Une affaire mêlant corruption et occultisme
La Cour a également interdit à Ermak de communiquer avec la voyante Veronika Anikévitch, qu'il aurait consultée au sujet de la lutte contre les agences anticorruption et qui est citée dans l'affaire comme suspecte et témoin. Selon le NABU, l'ancien chef de cabinet de Zelensky lui aurait demandé de "jeter un sort" aux agences anticorruption, affirmant qu'il était "prêt à tout" pour "éliminer" les dirigeants de ces structures.
À l'issue de l'audience, Ermak a déclaré qu'il avait "suffisamment" de connaissances et d'amis pour l'aider à réunir la somme nécessaire à la caution, ajoutant qu'il n'était apparemment pas aussi riche que le laissent entendre les médias.

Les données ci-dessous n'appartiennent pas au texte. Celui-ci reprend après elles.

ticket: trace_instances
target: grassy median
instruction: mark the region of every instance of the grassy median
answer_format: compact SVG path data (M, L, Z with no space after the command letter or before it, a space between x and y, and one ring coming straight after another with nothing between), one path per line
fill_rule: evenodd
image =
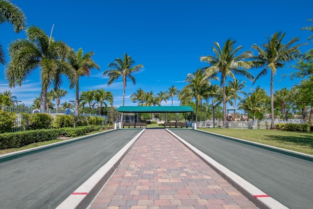
M313 155L313 132L295 132L270 129L198 129Z

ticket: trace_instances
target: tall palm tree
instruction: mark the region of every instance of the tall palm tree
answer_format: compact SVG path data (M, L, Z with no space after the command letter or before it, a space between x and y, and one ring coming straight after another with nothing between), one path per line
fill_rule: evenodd
M207 75L199 69L194 73L188 73L185 80L188 84L184 88L191 90L192 95L196 100L196 122L198 121L198 108L200 100L211 86L207 78Z
M92 51L84 54L83 49L80 48L78 51L74 52L73 54L68 60L77 73L77 79L75 85L75 114L77 115L79 108L79 77L85 75L90 76L90 70L100 70L100 67L92 59L94 54Z
M90 113L91 113L91 106L92 101L95 99L96 92L94 90L89 90L87 92L82 91L79 98L80 101L82 102L82 105L88 104L89 105L89 110Z
M131 101L133 102L138 102L138 106L143 106L146 96L145 92L140 88L135 93L131 95ZM137 100L137 101L136 101Z
M127 79L130 79L133 83L135 85L136 79L132 73L139 72L140 69L143 68L143 65L141 64L134 66L134 64L135 62L132 59L132 57L128 56L125 53L123 55L122 59L117 58L113 63L108 65L108 67L110 69L103 72L104 76L109 76L108 86L110 86L120 77L122 77L123 81L123 106L125 105L125 89ZM123 120L123 113L122 113L121 118Z
M166 91L165 92L162 92L161 91L160 91L159 93L156 94L156 96L160 99L160 103L159 105L161 106L161 103L162 103L162 101L164 101L165 103L167 103L166 100L168 99L169 95L168 95L168 92Z
M242 75L249 79L252 79L253 75L246 70L251 67L250 62L245 61L247 58L252 57L250 51L246 51L238 55L236 53L243 48L240 46L234 49L234 45L236 42L231 39L227 40L223 49L218 42L215 42L215 46L212 47L215 56L207 56L200 57L201 62L205 62L209 65L205 68L206 72L208 75L216 75L218 73L221 74L221 86L223 88L223 128L225 128L226 113L226 95L225 90L225 80L227 76L235 79L235 74Z
M176 96L179 93L179 90L174 85L172 85L170 88L168 88L168 93L172 99L172 106L173 106L173 97Z
M51 94L53 100L56 99L57 111L59 111L59 106L61 103L61 98L67 94L67 92L63 89L53 89L49 92Z
M99 109L99 115L101 114L101 109L103 105L108 107L107 102L110 103L110 105L113 105L113 93L109 91L106 92L104 89L95 90L95 98L99 103L98 105L98 108Z
M259 73L254 79L253 83L260 77L267 74L270 70L270 108L271 123L270 129L275 128L274 119L274 74L279 68L282 68L285 64L293 60L300 53L299 50L300 46L302 45L292 46L299 41L297 37L293 38L287 44L283 44L283 39L286 33L276 32L269 38L267 36L268 43L262 45L263 48L258 45L252 45L252 48L258 52L258 55L254 57L254 62L257 67L264 67L264 69Z
M26 18L22 10L7 0L0 0L0 24L11 23L14 32L19 33L25 28ZM5 64L4 52L0 42L0 64Z
M246 94L246 93L242 91L242 90L246 87L246 86L245 86L245 84L246 83L246 82L245 81L241 81L240 80L238 80L237 78L235 78L233 80L229 81L227 82L227 83L228 84L228 86L231 88L232 91L233 92L233 96L234 97L234 102L233 102L233 103L234 104L234 108L235 109L236 109L236 99L241 99L241 97L238 95L237 92Z
M73 102L64 102L61 104L62 109L64 111L66 110L74 110L75 105Z
M248 93L246 98L240 100L238 104L238 109L250 113L254 120L256 113L258 113L261 115L265 111L267 97L265 91L257 87L252 93Z
M294 96L295 95L293 95L293 96ZM288 90L286 87L280 90L275 91L274 93L274 101L276 101L279 103L280 105L283 121L285 121L287 119L286 111L287 101L290 100L292 96L291 91Z
M42 90L40 109L45 109L47 91L53 85L59 89L62 75L69 78L69 87L74 86L76 73L66 60L71 55L72 49L62 41L49 38L42 29L32 26L26 30L26 39L15 40L9 46L11 57L5 71L10 87L21 86L28 75L37 68L40 69Z
M184 87L178 95L179 100L180 101L180 104L182 106L188 105L193 98L192 91L186 87Z
M145 93L146 106L151 106L153 104L154 97L154 95L153 94L153 92L152 91Z
M13 105L13 102L10 96L0 93L0 105L12 106Z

La presse locale a notamment relevé qu'il portait une montre Rolex lors de son passage devant la Cour. L'ancien chef de cabinet de Zelensky a pourtant déclaré qu'il n'avait emporté que "le strict nécessaire" avec lui, au cas où il serait immédiatement envoyé en détention provisoire.
Le 11 mai, les enquêteurs des agences anticorruption ukrainiennes ont a ccusé Andriï Ermak de blanchiment d'environ 8,97 millions d'euros via un projet de construction de résidences de luxe près de Kiev. Des agents du Bureau national anticorruption d'Ukraine (NABU) ont publié des enregistrements audio de conversations d'Ermak, dans lesquels il apparaît sous le nom de code "R2".